Personal information
- Full name: Andrew McDougall
- Nickname: Doogs
- Born: 29 June 1983 (age 43)
- Original team: Perth (WAFL)
- Height: 195 cm (6 ft 5 in)
- Weight: 93 kg (205 lb)

Playing career^{1}
- Years: Club / Games (Goals)
- 2001–2006: West Coast / 38 (48)
- 2007–2008: Western Bulldogs / 05 0(2)
- Total:  / 43 (50)
- ^{1} Playing statistics correct to the end of 2008.

Career highlights
- AFL Rising Star nominee 2003; Subiaco premiership side 2014;

= Andrew McDougall =

Australian rules footballer

Andrew McDougall (born 29 June 1983) is a former Australian rules footballer who played for the West Coast Eagles and Western Bulldogs in the Australian Football League (AFL).

==Junior football and draft==
McDougall played his junior football at the South Perth Junior Football Club and his school football at Wesley College in Perth, Western Australia.
He was seen as a potential professional player from a young age as his height made him stand out on the football field. He won the junior football league's Best and Fairest award at under 14s level.
He was touted as a potential number one draft pick. However, a torn calf muscle did not allow him to perform to his full potential at the AFL draft camp and as a result Nick Riewoldt was selected as the number one pick.
McDougall was recruited as the number 5 draft pick in the 2000 AFL draft from Perth.

==Career at the West Coast Eagles==
McDougall made his debut for the West Coast Eagles in Round 22, 2002 against the Kangaroos in Canberra. He was plagued by injuries and indifferent form, and was much maligned by West Coast supporters for being an underachieving talent. 2004 was McDougall's best season at West Coast, in which he kicked 35 goals from 21 games.

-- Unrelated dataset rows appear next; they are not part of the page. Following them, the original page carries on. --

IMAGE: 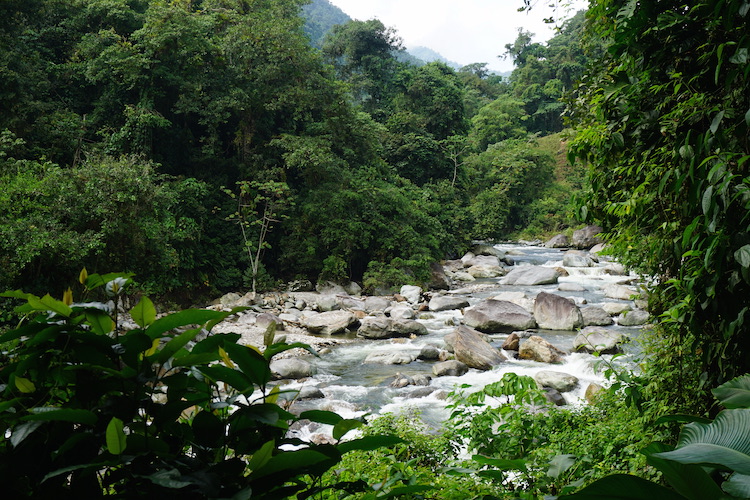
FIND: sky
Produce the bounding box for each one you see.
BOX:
[329,0,588,72]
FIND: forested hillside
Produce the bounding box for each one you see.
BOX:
[0,0,578,301]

This included a four-goal haul against then-Brisbane Lions defender Mal Michael at the Gabba before half time.

McDougall was selected in round 1, 2005 despite a shoulder injury limiting his pre-season. He re-injured the shoulder early in the game and was sidelined until round 16.

He only managed one AFL game in 2006, forcing his way into the team after a string of good performances in the WAFL, only to be dropped after West Coast's defeat to Collingwood.

At the end of the 2006 season West Coast offered McDougall a one-year contract, but due to lack of opportunities at the club he opted to be traded to the Western Bulldogs who had shown an interest in McDougall over the past few years.

==Career at the Western Bulldogs==
On day four of the 2006 Trade Week, a deal was struck between the Western Bulldogs and West Coast. The Eagles received the Western Bulldogs' second and fourth-round draft picks in exchange for McDougall, and the Eagles owned second and fourth-round picks. Before the 2007 season commenced, Western Bulldogs coach Rodney Eade said the additions of new recruits Andrew McDougall and Jason Akermanis would make the team genuine premiership chances over the next three years.

He played five games for the Bulldogs in his short career. McDougall's best game was against Hawthorn in round 21 where he received four votes in the Bulldogs' 2007 Best and Fairest Award. The cult following he generated among some Bulldogs fans was highlighted by the standing ovation he received when Master of Ceremonies Craig Willis announced the votes.

However, McDougall was unable to break into the Bulldogs team the following season and announced his retirement from the club on 17 July 2008.

==Post-AFL career==
After retiring from the AFL, McDougall returned home to WA, playing for Perth and Subiaco in the WAFL from 2010 to 2013. He is currently working as a player agent in Perth.